A Queens woman who reported her ex-boyfriend stole two flat-screen TVS told Sgt. Robert Borrelli that officers urged her not to write down what was taken.
“I didn't write every single detail because they said, ‘Make it short and sweet,’ ” the woman, 22, says on the November tape.
“They just said, ‘You know, write down that he came into your home, smashed your stuff and that was it.’ So I wrote down what they told me to.”
The boyfriend was arrested but charged only with criminal mischief.
As the Daily News reported on Sunday, Borrelli has told internal investigators that supervisors at the 100th Precinct cooked the books by classifying felonies as misdemeanors that wouldn’t affect the command's crime rate.
He’s been transferred to the Bronx and faces disci- pline for an unrelated matter, which he claims is retaliation.

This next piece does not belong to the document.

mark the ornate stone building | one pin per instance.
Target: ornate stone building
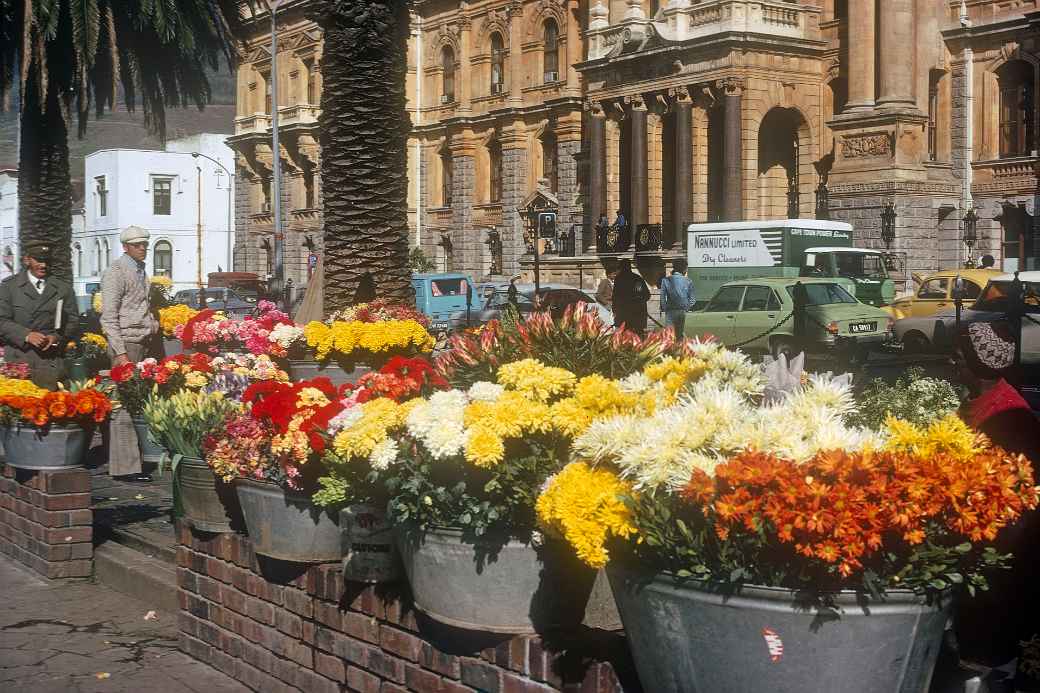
(675, 111)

In addition to the conversation with the waitress ripped off by her ex, Borrelli recorded conversations with investigators from the Quality Assurance Division in which he reported that crimes were not being documented.
One of the incidents involved an off-duty firefighter who was not arrested after being caught on video breaking into a lot to take back his car after a private tow company removed it from a street in Breezy Point.
“[The firefighter] committed a crime,” Borrelli told the investigators. “And nothing was done about it.”
The NYPD says Borrelli gave them paperwork for 12 complaints and four of them were reclassified after an investigation.